This post is long over due. So long, that I have actually already made three pairs of these pants and managed to wear one out to the point where the fabric piles and the pants are worn in and are extremely comfortable. I should probably make a new pair to replace those. A couple nights ago I managed to make yet another pair of Alyse Slim Leg Pants and then I managed to find a few minutes to photograph them. See what happens when renos are not occupying all my spare time? These pants are rather easy to make and if you’ve made pants before, they will come together in no time.
The pattern was provided to me free of charge but all opinions are my own.
Back in late Summer Ann from Designer Stitch approached me to try out some of her patterns. I have heard of the pattern company before and was interested in some of the designs, but I was yet to try the actual patterns. Needless to say I was very excited! I chose Alyse Slim Leg Pant as I was in the market for an every day pant pattern that would work with stretch fabric. The pattern is designed for fabrics with at least 10% stretch, and I did have some stretch suiting on hand that I was eager to make into pants.
The pattern itself is a very simple slim leg pant, with 3 leg lengths – long shorts, cropped pants and long pants. The pants have no darts but a wide curved waistband as well as front pockets and a side zipper. The patterns comes in size 6-26 covering hips from 86cm to 136cm. If slim leg is not quite what you are looking for, Ann also has taper leg and wide leg pants of similar design.
I was impressed with the pattern. The instructions are very thorough, at 18 pages long, comprehensive size and finished garment tables, and good illustrations. I mean the sizing chart has 13 measurements, and the final garment size chart has 6 measurements! Adjusting and modifying this pattern to fit is so much easier knowing front crotch, back crotch, thigh, knee and hem measurement.
Even though the skill level is rated 3 out of 5, the instructions are very thorough and have good diagrams, so I think that this pattern will work for a confident beginner willing to venture out into pant making.
One thing to keep in mind though, Ann’s patterns use industrial construction methods and use various seam allowances on different parts of the pattern. For example, pant leg side seam has seam allowance of 5/8″, whereas pocket facings have 1/4″ seam allowance. I actually quite enjoyed this as there was less trimming involved, although I did have to pay more attention to details and instructions. Also, the seam allowances are clearly indicated in each step in the instructions as well as on the pattern pieces.
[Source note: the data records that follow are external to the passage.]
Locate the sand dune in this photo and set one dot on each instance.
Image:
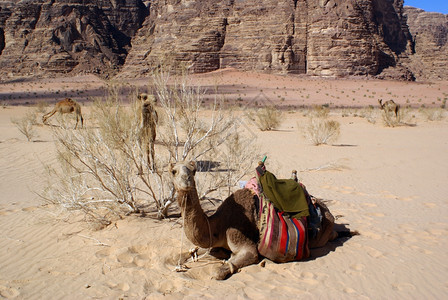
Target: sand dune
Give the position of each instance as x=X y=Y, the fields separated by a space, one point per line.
x=387 y=183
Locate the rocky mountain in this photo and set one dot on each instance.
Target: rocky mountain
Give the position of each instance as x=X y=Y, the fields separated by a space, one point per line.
x=335 y=38
x=67 y=36
x=429 y=32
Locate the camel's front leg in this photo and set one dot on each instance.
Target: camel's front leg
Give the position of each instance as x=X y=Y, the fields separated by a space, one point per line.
x=244 y=253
I picked my size based on my hip measurement. Since my waist is a size smaller than my hips, I blended the yoke to a smaller size at the waist. I normally prefer to make a muslin for pants before I start making them out of my fashion fabric, but I find that every stretch fabric behaves differently. So rather than making a muslin, I decided to make my usual adjustments to the seat curve – I lowered it and scooped it out. Then I sewed up the pockets as intended and basted the rest of the pants together to try them on before going further. I was very impressed with the fit. They fit right away and they looked great!
I find that the pants fit quite snugly right when I put them on, and then as I wear them the pants ease up and become even more comfortable. So in my opinion, I would recommend going for a snug fit as the fabric does tend to ease.
I have really enjoyed this pattern. It is a great basic pant pattern for a stretch fabric, that I can see myself modifying into other pant patterns for stretch fabrics. I am thinking of eliminating the wide waistband, modifying pockets, adding front fly… If only I had all the time in the world.
The burgundy pair are made with stretch twill from Style Maker Fabrics. They have at least 3 more color ways that I realty want! The fabric’s content is rayon/lycra, which makes it feel very soft and helps it retain its shape. Even though I already said that it is soft, I will say it again. It is super soft and feels almost brushed! So luxurious. The gray check pair below is made out of stretch rayon suiting I got from local FabricLand a few years ago. My third pair of these pants which I haven’t photographed is made out of black rayon suiting. That’s the pair that has seen most wear.
With three pairs of these pants under my belt, I think it is safe to say that this pattern made it onto my tried and true list. I will definitely be making more of these in the future. Now I need to get my hands on those stretch twills…
Until next time,
P.S. My sweater is also me made! It is Weekender Tunic by 5 out of 4 patterns. I slightly modified the tunnel neck pattern to eliminate an extra seam. The fabric is here, they only have black color left. It’s not the greatest quality in my opinion, but it hasn’t stopped me from wearing it all the time.